Staying half a block back, I see him take a quick left. Just as I round the corner, he looks both ways and ducks into a six-floor tenement about halfway down the block. Two minutes later, the lights go on
and the shades come down on the corner apartment four flights up.
Gotcha!
I’ve caught the fugitive.
Chapter 24
Loco
AND GIVE THAT lucky man a cigar!
I get back to the Big Black Beast, and everything, including my slowly burning Graycliff, is just like I left it. Seeing as we’re in Crooklyn, I pop in an old-school Eric B and Rakim CD and head for the Williamsburg Bridge.
At 8:00 p.m. the Manhattan-bound lanes are flowing, and twenty minutes later, as my cigar burns down to the finish, I’m in Chinatown, Jake. Killing time.
It’s a way different world down here, lots of tiny people scurrying over the packed sidewalks with feverish energy, and it never fails to get me jazzed. Makes me think of Saigon, Apocalypse Now, and The Deer Hunter.

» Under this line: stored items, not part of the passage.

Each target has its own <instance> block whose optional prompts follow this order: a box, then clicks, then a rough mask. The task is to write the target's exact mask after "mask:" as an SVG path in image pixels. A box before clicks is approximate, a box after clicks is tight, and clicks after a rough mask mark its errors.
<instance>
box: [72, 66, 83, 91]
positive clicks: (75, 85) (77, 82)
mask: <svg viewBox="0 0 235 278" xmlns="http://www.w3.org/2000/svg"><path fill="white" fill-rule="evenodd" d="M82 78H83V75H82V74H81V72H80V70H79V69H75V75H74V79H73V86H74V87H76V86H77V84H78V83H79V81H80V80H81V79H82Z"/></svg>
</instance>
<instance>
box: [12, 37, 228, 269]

I luck into a parking spot big enough for the Beast, a miracle down here, and wander around for a while until I find a familiar place, where I wash down a couple plates of sweet, soggy dim sum with a couple of sweet, soggy beers.
After dinner for one, I walk around some more, killing time, then drive to even darker, quieter Tribeca.

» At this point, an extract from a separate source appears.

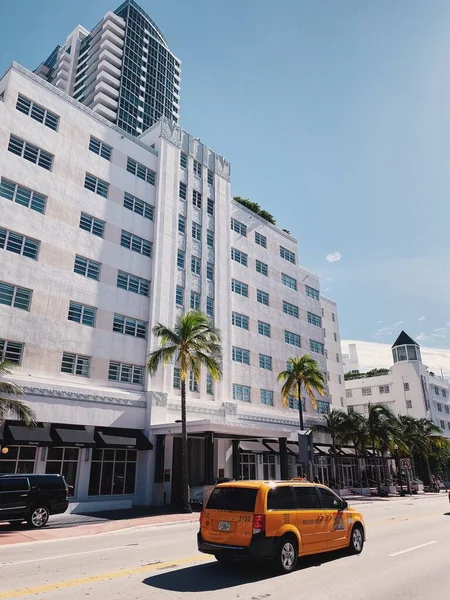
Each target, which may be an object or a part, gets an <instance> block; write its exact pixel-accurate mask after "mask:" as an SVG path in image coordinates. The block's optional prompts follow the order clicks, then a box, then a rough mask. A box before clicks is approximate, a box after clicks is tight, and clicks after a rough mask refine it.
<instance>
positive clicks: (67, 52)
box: [36, 0, 180, 136]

I park on Franklin, climb into the back, and stretch out on my foam mattresses.
With my blacked-out windows cracked for ventilation, sleeping conditions are pretty damn good, and the next time I open my eyes it’s 3:30 a.m. and I have that pounding in my chest you get when your alarm rips you out of sleep in the middle of the night. I rub the gunk out of my eyes, and when the street comes back into focus, I see that the shadows fluttering over the cobblestones are rats. Is that what Frank meant about waking up in a city that never sleeps?
Without stopping for coffee, I head back to Bed-Stuy, and half an hour after my alarm went off, I pick the lock in the vestibule of Michael Walker’s building. Then I climb the stairs two, three at a time to the fugitive’s roof.
It’s cool and quiet up here, and at this hour Bed-Stuy looks peaceful as Bethlehem on a starry night, even beautiful.